It is one of the richest countries on Earth, yet millions of pounds of British taxpayers’ money is being sent to fund aid organisations in the US, The Mail on Sunday can reveal.
One Washington think-tank, the Center for Global Development (CGD), received £5.9 million – yet was so cash-rich that it moved into new £12 million offices complete with a 60-seat ‘ideas lab’.
According to the Department for International Development (DFID) website, Washington-based CGD has received nearly £6 million since November 2011 for ‘global development, research-based aid, food security, global health, technology and anti-corruption cases’.
While CGD is an internationally recognised and respected think- tank that focuses on ‘rigorous independent research’ into how to make aid more effective and reducing global poverty, it appears to have few qualms about spending money on its own highly paid bosses and moved into new offices at the end of 2013.
The CGD’s new headquarters occupies the 33,000 sq ft fifth floor of a modern office in one of Washington’s most prestigious areas.
The offices cost £9 million to buy, with a further £3 million spent on fixtures and fittings, including a ‘multi-media lab’ and 170-seat conference hall.
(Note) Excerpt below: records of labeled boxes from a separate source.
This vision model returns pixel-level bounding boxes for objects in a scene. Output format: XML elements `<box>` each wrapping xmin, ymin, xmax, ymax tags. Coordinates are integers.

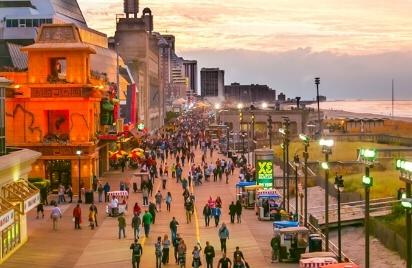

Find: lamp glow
<box><xmin>319</xmin><ymin>139</ymin><xmax>334</xmax><ymax>147</ymax></box>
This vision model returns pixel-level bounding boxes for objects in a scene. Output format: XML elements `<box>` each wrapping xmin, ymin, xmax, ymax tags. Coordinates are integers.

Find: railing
<box><xmin>309</xmin><ymin>197</ymin><xmax>399</xmax><ymax>223</ymax></box>
<box><xmin>290</xmin><ymin>205</ymin><xmax>353</xmax><ymax>262</ymax></box>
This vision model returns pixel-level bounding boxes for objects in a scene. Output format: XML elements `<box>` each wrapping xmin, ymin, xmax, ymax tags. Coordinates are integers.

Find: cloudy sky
<box><xmin>78</xmin><ymin>0</ymin><xmax>412</xmax><ymax>99</ymax></box>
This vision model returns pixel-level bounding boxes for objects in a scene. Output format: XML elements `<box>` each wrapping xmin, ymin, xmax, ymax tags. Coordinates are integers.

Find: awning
<box><xmin>2</xmin><ymin>180</ymin><xmax>40</xmax><ymax>213</ymax></box>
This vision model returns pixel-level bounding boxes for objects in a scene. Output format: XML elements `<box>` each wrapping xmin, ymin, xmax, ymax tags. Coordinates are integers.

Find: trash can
<box><xmin>84</xmin><ymin>191</ymin><xmax>93</xmax><ymax>204</ymax></box>
<box><xmin>309</xmin><ymin>234</ymin><xmax>322</xmax><ymax>252</ymax></box>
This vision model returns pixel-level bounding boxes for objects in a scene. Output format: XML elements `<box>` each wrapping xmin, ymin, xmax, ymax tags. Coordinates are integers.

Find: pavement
<box><xmin>2</xmin><ymin>148</ymin><xmax>298</xmax><ymax>268</ymax></box>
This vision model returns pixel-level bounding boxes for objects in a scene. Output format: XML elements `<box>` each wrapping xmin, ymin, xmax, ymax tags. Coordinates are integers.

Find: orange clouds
<box><xmin>78</xmin><ymin>0</ymin><xmax>412</xmax><ymax>54</ymax></box>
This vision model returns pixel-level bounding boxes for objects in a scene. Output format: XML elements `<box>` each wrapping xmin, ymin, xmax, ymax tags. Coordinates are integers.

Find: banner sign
<box><xmin>24</xmin><ymin>193</ymin><xmax>40</xmax><ymax>213</ymax></box>
<box><xmin>0</xmin><ymin>209</ymin><xmax>14</xmax><ymax>232</ymax></box>
<box><xmin>256</xmin><ymin>160</ymin><xmax>273</xmax><ymax>189</ymax></box>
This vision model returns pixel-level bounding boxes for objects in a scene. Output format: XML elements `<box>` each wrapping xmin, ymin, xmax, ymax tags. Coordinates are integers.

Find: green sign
<box><xmin>256</xmin><ymin>160</ymin><xmax>273</xmax><ymax>189</ymax></box>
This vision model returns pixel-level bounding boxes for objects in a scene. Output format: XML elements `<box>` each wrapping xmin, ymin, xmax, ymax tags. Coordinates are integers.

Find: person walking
<box><xmin>117</xmin><ymin>215</ymin><xmax>126</xmax><ymax>239</ymax></box>
<box><xmin>155</xmin><ymin>236</ymin><xmax>162</xmax><ymax>268</ymax></box>
<box><xmin>162</xmin><ymin>172</ymin><xmax>167</xmax><ymax>190</ymax></box>
<box><xmin>236</xmin><ymin>200</ymin><xmax>242</xmax><ymax>223</ymax></box>
<box><xmin>155</xmin><ymin>190</ymin><xmax>163</xmax><ymax>211</ymax></box>
<box><xmin>142</xmin><ymin>185</ymin><xmax>149</xmax><ymax>206</ymax></box>
<box><xmin>90</xmin><ymin>202</ymin><xmax>99</xmax><ymax>227</ymax></box>
<box><xmin>219</xmin><ymin>223</ymin><xmax>229</xmax><ymax>253</ymax></box>
<box><xmin>172</xmin><ymin>234</ymin><xmax>182</xmax><ymax>264</ymax></box>
<box><xmin>89</xmin><ymin>206</ymin><xmax>97</xmax><ymax>230</ymax></box>
<box><xmin>165</xmin><ymin>192</ymin><xmax>172</xmax><ymax>212</ymax></box>
<box><xmin>73</xmin><ymin>204</ymin><xmax>82</xmax><ymax>229</ymax></box>
<box><xmin>270</xmin><ymin>233</ymin><xmax>280</xmax><ymax>263</ymax></box>
<box><xmin>212</xmin><ymin>207</ymin><xmax>222</xmax><ymax>227</ymax></box>
<box><xmin>233</xmin><ymin>247</ymin><xmax>245</xmax><ymax>268</ymax></box>
<box><xmin>130</xmin><ymin>239</ymin><xmax>143</xmax><ymax>268</ymax></box>
<box><xmin>229</xmin><ymin>201</ymin><xmax>236</xmax><ymax>223</ymax></box>
<box><xmin>103</xmin><ymin>182</ymin><xmax>110</xmax><ymax>202</ymax></box>
<box><xmin>203</xmin><ymin>203</ymin><xmax>212</xmax><ymax>227</ymax></box>
<box><xmin>217</xmin><ymin>252</ymin><xmax>232</xmax><ymax>268</ymax></box>
<box><xmin>162</xmin><ymin>234</ymin><xmax>171</xmax><ymax>265</ymax></box>
<box><xmin>50</xmin><ymin>201</ymin><xmax>62</xmax><ymax>231</ymax></box>
<box><xmin>149</xmin><ymin>202</ymin><xmax>159</xmax><ymax>224</ymax></box>
<box><xmin>203</xmin><ymin>241</ymin><xmax>215</xmax><ymax>268</ymax></box>
<box><xmin>142</xmin><ymin>210</ymin><xmax>152</xmax><ymax>237</ymax></box>
<box><xmin>132</xmin><ymin>213</ymin><xmax>142</xmax><ymax>239</ymax></box>
<box><xmin>192</xmin><ymin>242</ymin><xmax>202</xmax><ymax>268</ymax></box>
<box><xmin>169</xmin><ymin>217</ymin><xmax>179</xmax><ymax>241</ymax></box>
<box><xmin>97</xmin><ymin>183</ymin><xmax>104</xmax><ymax>203</ymax></box>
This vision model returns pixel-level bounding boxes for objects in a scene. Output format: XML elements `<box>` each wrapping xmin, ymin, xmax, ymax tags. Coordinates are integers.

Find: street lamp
<box><xmin>293</xmin><ymin>154</ymin><xmax>300</xmax><ymax>219</ymax></box>
<box><xmin>319</xmin><ymin>139</ymin><xmax>334</xmax><ymax>251</ymax></box>
<box><xmin>299</xmin><ymin>134</ymin><xmax>310</xmax><ymax>227</ymax></box>
<box><xmin>359</xmin><ymin>149</ymin><xmax>377</xmax><ymax>268</ymax></box>
<box><xmin>396</xmin><ymin>159</ymin><xmax>412</xmax><ymax>267</ymax></box>
<box><xmin>279</xmin><ymin>117</ymin><xmax>290</xmax><ymax>213</ymax></box>
<box><xmin>76</xmin><ymin>150</ymin><xmax>82</xmax><ymax>203</ymax></box>
<box><xmin>315</xmin><ymin>77</ymin><xmax>322</xmax><ymax>135</ymax></box>
<box><xmin>335</xmin><ymin>174</ymin><xmax>344</xmax><ymax>262</ymax></box>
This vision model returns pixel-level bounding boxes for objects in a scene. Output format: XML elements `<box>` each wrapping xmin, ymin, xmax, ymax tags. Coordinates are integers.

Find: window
<box><xmin>26</xmin><ymin>19</ymin><xmax>33</xmax><ymax>27</ymax></box>
<box><xmin>50</xmin><ymin>58</ymin><xmax>67</xmax><ymax>80</ymax></box>
<box><xmin>46</xmin><ymin>110</ymin><xmax>70</xmax><ymax>138</ymax></box>
<box><xmin>19</xmin><ymin>19</ymin><xmax>26</xmax><ymax>28</ymax></box>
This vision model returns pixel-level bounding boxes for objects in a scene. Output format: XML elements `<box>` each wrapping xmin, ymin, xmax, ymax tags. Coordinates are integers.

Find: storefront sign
<box><xmin>0</xmin><ymin>209</ymin><xmax>14</xmax><ymax>232</ymax></box>
<box><xmin>256</xmin><ymin>160</ymin><xmax>273</xmax><ymax>189</ymax></box>
<box><xmin>24</xmin><ymin>193</ymin><xmax>40</xmax><ymax>213</ymax></box>
<box><xmin>256</xmin><ymin>190</ymin><xmax>279</xmax><ymax>197</ymax></box>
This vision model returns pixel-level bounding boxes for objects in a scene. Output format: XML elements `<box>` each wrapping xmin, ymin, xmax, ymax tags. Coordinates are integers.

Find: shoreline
<box><xmin>321</xmin><ymin>109</ymin><xmax>412</xmax><ymax>122</ymax></box>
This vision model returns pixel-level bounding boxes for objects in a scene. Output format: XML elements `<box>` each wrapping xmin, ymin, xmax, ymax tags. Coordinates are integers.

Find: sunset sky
<box><xmin>78</xmin><ymin>0</ymin><xmax>412</xmax><ymax>98</ymax></box>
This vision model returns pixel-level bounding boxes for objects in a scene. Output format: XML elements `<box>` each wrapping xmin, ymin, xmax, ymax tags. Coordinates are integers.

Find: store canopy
<box><xmin>2</xmin><ymin>179</ymin><xmax>40</xmax><ymax>213</ymax></box>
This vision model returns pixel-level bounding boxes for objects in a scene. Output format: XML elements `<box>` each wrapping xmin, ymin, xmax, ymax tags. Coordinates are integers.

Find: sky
<box><xmin>78</xmin><ymin>0</ymin><xmax>412</xmax><ymax>99</ymax></box>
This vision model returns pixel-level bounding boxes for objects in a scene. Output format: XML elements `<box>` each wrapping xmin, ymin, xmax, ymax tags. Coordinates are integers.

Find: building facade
<box><xmin>225</xmin><ymin>83</ymin><xmax>276</xmax><ymax>104</ymax></box>
<box><xmin>114</xmin><ymin>8</ymin><xmax>164</xmax><ymax>130</ymax></box>
<box><xmin>200</xmin><ymin>68</ymin><xmax>225</xmax><ymax>101</ymax></box>
<box><xmin>0</xmin><ymin>24</ymin><xmax>119</xmax><ymax>193</ymax></box>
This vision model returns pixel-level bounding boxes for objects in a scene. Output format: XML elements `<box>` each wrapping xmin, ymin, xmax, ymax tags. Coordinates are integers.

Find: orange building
<box><xmin>0</xmin><ymin>24</ymin><xmax>120</xmax><ymax>193</ymax></box>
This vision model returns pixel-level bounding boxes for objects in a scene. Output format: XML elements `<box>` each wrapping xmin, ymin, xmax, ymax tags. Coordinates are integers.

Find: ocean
<box><xmin>309</xmin><ymin>100</ymin><xmax>412</xmax><ymax>118</ymax></box>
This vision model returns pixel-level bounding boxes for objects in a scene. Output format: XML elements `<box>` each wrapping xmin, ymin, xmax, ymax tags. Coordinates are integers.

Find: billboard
<box><xmin>256</xmin><ymin>160</ymin><xmax>273</xmax><ymax>189</ymax></box>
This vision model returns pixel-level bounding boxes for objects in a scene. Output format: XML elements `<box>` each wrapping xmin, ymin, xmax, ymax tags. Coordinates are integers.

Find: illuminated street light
<box><xmin>319</xmin><ymin>139</ymin><xmax>335</xmax><ymax>147</ymax></box>
<box><xmin>262</xmin><ymin>102</ymin><xmax>268</xmax><ymax>109</ymax></box>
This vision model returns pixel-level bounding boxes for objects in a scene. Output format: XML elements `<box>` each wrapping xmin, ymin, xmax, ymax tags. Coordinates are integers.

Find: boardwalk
<box><xmin>2</xmin><ymin>148</ymin><xmax>298</xmax><ymax>268</ymax></box>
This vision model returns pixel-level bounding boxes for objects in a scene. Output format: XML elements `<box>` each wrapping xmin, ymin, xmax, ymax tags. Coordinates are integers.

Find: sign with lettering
<box><xmin>256</xmin><ymin>160</ymin><xmax>273</xmax><ymax>189</ymax></box>
<box><xmin>24</xmin><ymin>193</ymin><xmax>40</xmax><ymax>213</ymax></box>
<box><xmin>31</xmin><ymin>87</ymin><xmax>92</xmax><ymax>98</ymax></box>
<box><xmin>0</xmin><ymin>209</ymin><xmax>14</xmax><ymax>232</ymax></box>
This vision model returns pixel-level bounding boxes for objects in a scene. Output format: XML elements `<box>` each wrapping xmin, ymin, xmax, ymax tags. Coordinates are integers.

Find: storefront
<box><xmin>0</xmin><ymin>149</ymin><xmax>40</xmax><ymax>264</ymax></box>
<box><xmin>0</xmin><ymin>179</ymin><xmax>40</xmax><ymax>260</ymax></box>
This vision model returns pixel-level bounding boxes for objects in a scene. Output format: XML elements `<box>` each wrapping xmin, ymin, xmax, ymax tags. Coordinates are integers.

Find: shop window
<box><xmin>49</xmin><ymin>58</ymin><xmax>67</xmax><ymax>80</ymax></box>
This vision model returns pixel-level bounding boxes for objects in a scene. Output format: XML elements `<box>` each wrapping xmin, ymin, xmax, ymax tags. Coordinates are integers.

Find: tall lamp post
<box><xmin>319</xmin><ymin>139</ymin><xmax>334</xmax><ymax>251</ymax></box>
<box><xmin>279</xmin><ymin>117</ymin><xmax>290</xmax><ymax>212</ymax></box>
<box><xmin>359</xmin><ymin>149</ymin><xmax>377</xmax><ymax>268</ymax></box>
<box><xmin>335</xmin><ymin>174</ymin><xmax>344</xmax><ymax>262</ymax></box>
<box><xmin>76</xmin><ymin>150</ymin><xmax>82</xmax><ymax>203</ymax></box>
<box><xmin>315</xmin><ymin>77</ymin><xmax>322</xmax><ymax>135</ymax></box>
<box><xmin>299</xmin><ymin>134</ymin><xmax>310</xmax><ymax>227</ymax></box>
<box><xmin>396</xmin><ymin>159</ymin><xmax>412</xmax><ymax>268</ymax></box>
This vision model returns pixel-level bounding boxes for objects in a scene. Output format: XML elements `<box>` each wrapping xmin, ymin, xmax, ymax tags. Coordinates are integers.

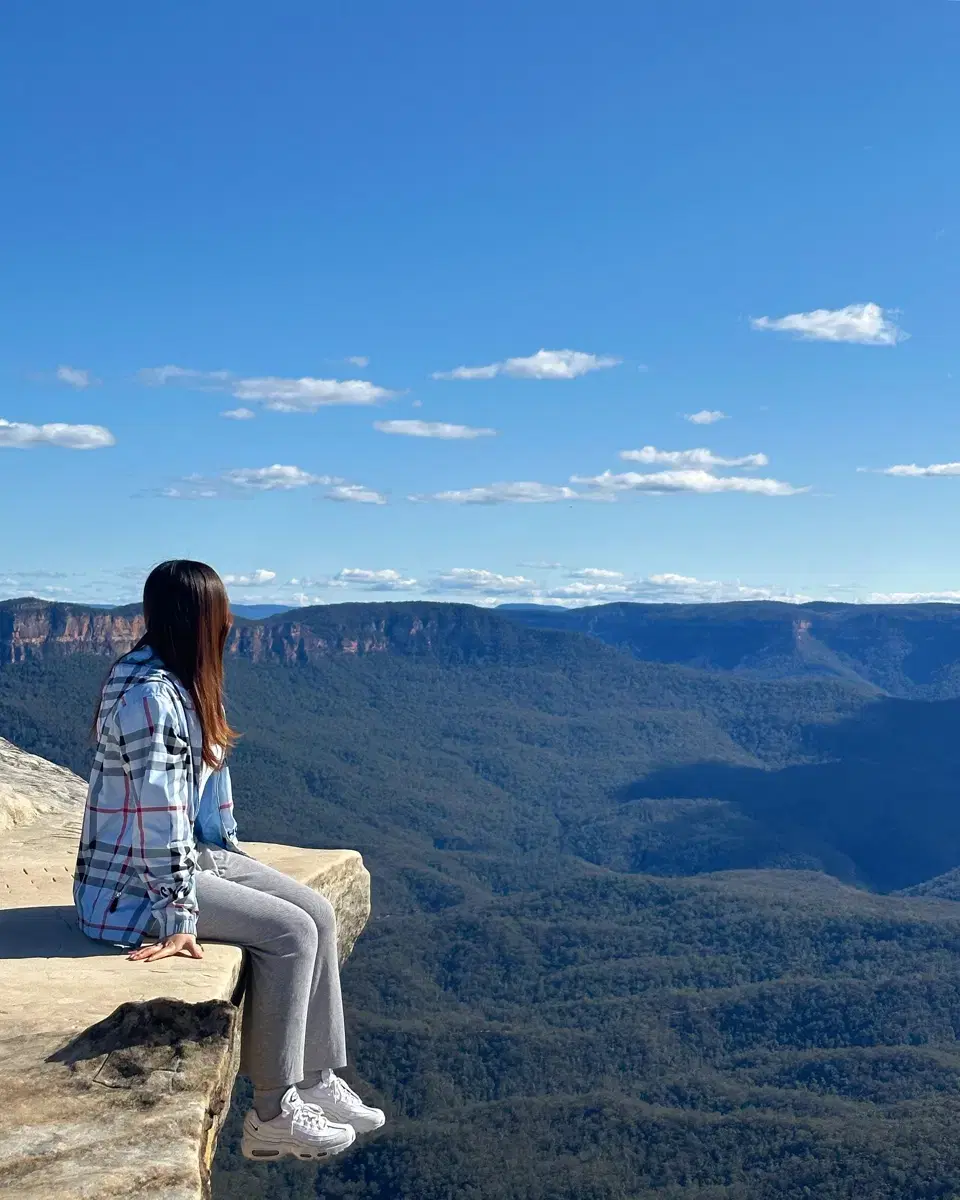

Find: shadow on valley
<box><xmin>595</xmin><ymin>698</ymin><xmax>960</xmax><ymax>892</ymax></box>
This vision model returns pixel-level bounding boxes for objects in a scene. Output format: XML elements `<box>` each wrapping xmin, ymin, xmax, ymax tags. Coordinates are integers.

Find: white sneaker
<box><xmin>300</xmin><ymin>1070</ymin><xmax>386</xmax><ymax>1133</ymax></box>
<box><xmin>240</xmin><ymin>1087</ymin><xmax>356</xmax><ymax>1162</ymax></box>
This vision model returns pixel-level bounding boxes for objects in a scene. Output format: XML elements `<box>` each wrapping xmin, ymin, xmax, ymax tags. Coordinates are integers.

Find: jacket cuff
<box><xmin>161</xmin><ymin>905</ymin><xmax>197</xmax><ymax>937</ymax></box>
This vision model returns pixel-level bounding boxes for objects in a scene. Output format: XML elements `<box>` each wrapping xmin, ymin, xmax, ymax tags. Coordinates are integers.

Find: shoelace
<box><xmin>290</xmin><ymin>1096</ymin><xmax>330</xmax><ymax>1133</ymax></box>
<box><xmin>331</xmin><ymin>1075</ymin><xmax>364</xmax><ymax>1106</ymax></box>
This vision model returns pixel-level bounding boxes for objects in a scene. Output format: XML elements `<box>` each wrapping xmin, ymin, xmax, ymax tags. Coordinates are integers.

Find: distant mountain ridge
<box><xmin>0</xmin><ymin>599</ymin><xmax>960</xmax><ymax>700</ymax></box>
<box><xmin>0</xmin><ymin>599</ymin><xmax>610</xmax><ymax>664</ymax></box>
<box><xmin>508</xmin><ymin>601</ymin><xmax>960</xmax><ymax>700</ymax></box>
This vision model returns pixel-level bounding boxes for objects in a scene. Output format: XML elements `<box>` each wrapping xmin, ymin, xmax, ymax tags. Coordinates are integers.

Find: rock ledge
<box><xmin>0</xmin><ymin>739</ymin><xmax>370</xmax><ymax>1200</ymax></box>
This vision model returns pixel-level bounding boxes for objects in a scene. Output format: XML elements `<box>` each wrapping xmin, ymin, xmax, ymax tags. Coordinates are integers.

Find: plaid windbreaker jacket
<box><xmin>73</xmin><ymin>648</ymin><xmax>239</xmax><ymax>946</ymax></box>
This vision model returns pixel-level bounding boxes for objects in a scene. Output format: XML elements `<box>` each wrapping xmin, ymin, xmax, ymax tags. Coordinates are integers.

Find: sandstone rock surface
<box><xmin>0</xmin><ymin>739</ymin><xmax>370</xmax><ymax>1200</ymax></box>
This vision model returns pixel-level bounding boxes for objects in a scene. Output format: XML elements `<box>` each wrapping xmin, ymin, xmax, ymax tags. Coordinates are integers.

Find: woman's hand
<box><xmin>127</xmin><ymin>934</ymin><xmax>203</xmax><ymax>962</ymax></box>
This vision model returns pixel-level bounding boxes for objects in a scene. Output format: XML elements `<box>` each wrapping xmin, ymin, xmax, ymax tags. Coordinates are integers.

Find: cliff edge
<box><xmin>0</xmin><ymin>738</ymin><xmax>370</xmax><ymax>1200</ymax></box>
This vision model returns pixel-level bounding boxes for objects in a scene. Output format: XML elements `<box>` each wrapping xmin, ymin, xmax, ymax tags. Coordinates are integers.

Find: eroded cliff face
<box><xmin>0</xmin><ymin>600</ymin><xmax>144</xmax><ymax>662</ymax></box>
<box><xmin>0</xmin><ymin>600</ymin><xmax>514</xmax><ymax>666</ymax></box>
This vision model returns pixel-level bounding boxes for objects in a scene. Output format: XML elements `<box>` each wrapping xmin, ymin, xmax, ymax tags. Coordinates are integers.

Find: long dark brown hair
<box><xmin>134</xmin><ymin>558</ymin><xmax>238</xmax><ymax>768</ymax></box>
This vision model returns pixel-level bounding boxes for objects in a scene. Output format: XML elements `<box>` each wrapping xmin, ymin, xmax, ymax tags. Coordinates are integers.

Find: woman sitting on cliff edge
<box><xmin>73</xmin><ymin>559</ymin><xmax>384</xmax><ymax>1159</ymax></box>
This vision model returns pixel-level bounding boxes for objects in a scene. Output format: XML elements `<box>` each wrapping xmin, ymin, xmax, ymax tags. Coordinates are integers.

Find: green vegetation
<box><xmin>0</xmin><ymin>605</ymin><xmax>960</xmax><ymax>1200</ymax></box>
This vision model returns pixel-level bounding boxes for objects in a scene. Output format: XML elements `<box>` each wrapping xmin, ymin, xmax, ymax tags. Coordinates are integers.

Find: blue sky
<box><xmin>0</xmin><ymin>0</ymin><xmax>960</xmax><ymax>604</ymax></box>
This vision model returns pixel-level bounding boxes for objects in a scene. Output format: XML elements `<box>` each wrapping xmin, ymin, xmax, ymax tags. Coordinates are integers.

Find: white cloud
<box><xmin>431</xmin><ymin>362</ymin><xmax>502</xmax><ymax>379</ymax></box>
<box><xmin>420</xmin><ymin>568</ymin><xmax>811</xmax><ymax>608</ymax></box>
<box><xmin>330</xmin><ymin>566</ymin><xmax>419</xmax><ymax>592</ymax></box>
<box><xmin>877</xmin><ymin>462</ymin><xmax>960</xmax><ymax>479</ymax></box>
<box><xmin>221</xmin><ymin>463</ymin><xmax>337</xmax><ymax>492</ymax></box>
<box><xmin>570</xmin><ymin>470</ymin><xmax>808</xmax><ymax>496</ymax></box>
<box><xmin>409</xmin><ymin>482</ymin><xmax>583</xmax><ymax>504</ymax></box>
<box><xmin>620</xmin><ymin>446</ymin><xmax>770</xmax><ymax>468</ymax></box>
<box><xmin>56</xmin><ymin>366</ymin><xmax>100</xmax><ymax>388</ymax></box>
<box><xmin>223</xmin><ymin>566</ymin><xmax>277</xmax><ymax>588</ymax></box>
<box><xmin>433</xmin><ymin>350</ymin><xmax>622</xmax><ymax>379</ymax></box>
<box><xmin>155</xmin><ymin>479</ymin><xmax>221</xmax><ymax>500</ymax></box>
<box><xmin>230</xmin><ymin>376</ymin><xmax>396</xmax><ymax>413</ymax></box>
<box><xmin>326</xmin><ymin>484</ymin><xmax>386</xmax><ymax>504</ymax></box>
<box><xmin>864</xmin><ymin>592</ymin><xmax>960</xmax><ymax>604</ymax></box>
<box><xmin>542</xmin><ymin>582</ymin><xmax>630</xmax><ymax>604</ymax></box>
<box><xmin>683</xmin><ymin>408</ymin><xmax>730</xmax><ymax>425</ymax></box>
<box><xmin>138</xmin><ymin>366</ymin><xmax>396</xmax><ymax>413</ymax></box>
<box><xmin>750</xmin><ymin>304</ymin><xmax>910</xmax><ymax>346</ymax></box>
<box><xmin>0</xmin><ymin>416</ymin><xmax>116</xmax><ymax>450</ymax></box>
<box><xmin>373</xmin><ymin>421</ymin><xmax>497</xmax><ymax>439</ymax></box>
<box><xmin>137</xmin><ymin>366</ymin><xmax>230</xmax><ymax>388</ymax></box>
<box><xmin>431</xmin><ymin>566</ymin><xmax>536</xmax><ymax>595</ymax></box>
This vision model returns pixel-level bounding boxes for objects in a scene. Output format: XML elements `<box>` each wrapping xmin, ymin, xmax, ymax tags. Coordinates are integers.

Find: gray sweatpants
<box><xmin>197</xmin><ymin>850</ymin><xmax>347</xmax><ymax>1094</ymax></box>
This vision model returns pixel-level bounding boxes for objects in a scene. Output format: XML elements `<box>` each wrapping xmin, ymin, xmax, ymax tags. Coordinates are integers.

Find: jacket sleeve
<box><xmin>116</xmin><ymin>686</ymin><xmax>197</xmax><ymax>937</ymax></box>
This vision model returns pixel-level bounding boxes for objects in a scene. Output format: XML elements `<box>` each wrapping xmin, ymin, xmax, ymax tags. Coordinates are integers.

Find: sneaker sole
<box><xmin>240</xmin><ymin>1134</ymin><xmax>356</xmax><ymax>1163</ymax></box>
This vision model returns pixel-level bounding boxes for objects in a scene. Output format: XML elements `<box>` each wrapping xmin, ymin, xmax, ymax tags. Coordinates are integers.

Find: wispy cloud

Lawrence MacDonald, CGD’s then vice-president of communications, sought to head off criticism of the office purchase in a blog post that said: ‘Sometimes the thriftiest thing to do is buy your own place.’He said the millions ploughed into the building were available because the charity, which has around 50 US-based staff, had accumulated ‘a modest reserve fund’.
Staff at CGD – which also has offices in London’s exclusive Pimlico area – are encouraged to have fun. During President Barack Obama’s State of the Union address in January, they had a ‘bingo’ night complete with drinks and pizza. The winner was the first to cross off a card filled with words commonly used by the President, such as ‘terrorism’, ‘immigrations’ and ‘poverty’.
In an email, a CGD spokesman said: ‘The funding we receive from DFID supports our independent academic research. None of the funding we received from them was used to buy our offices.
‘The support from DFID funds specific programmes of work including research into how wealthy countries can make aid money more effective, strengthening education systems and strengthening global health, food security, anti-corruption and technology policies.’
The UK is not the only one funding CGD. Other funders include the governments of Australia and Canada, as well as the Bill & Melinda Gates Foundation, Ford Foundation, Johnson & Johnson, Omidyar Network, The Rockefeller Foundation, UBS, William & Flora Hewlett Foundation, and many others.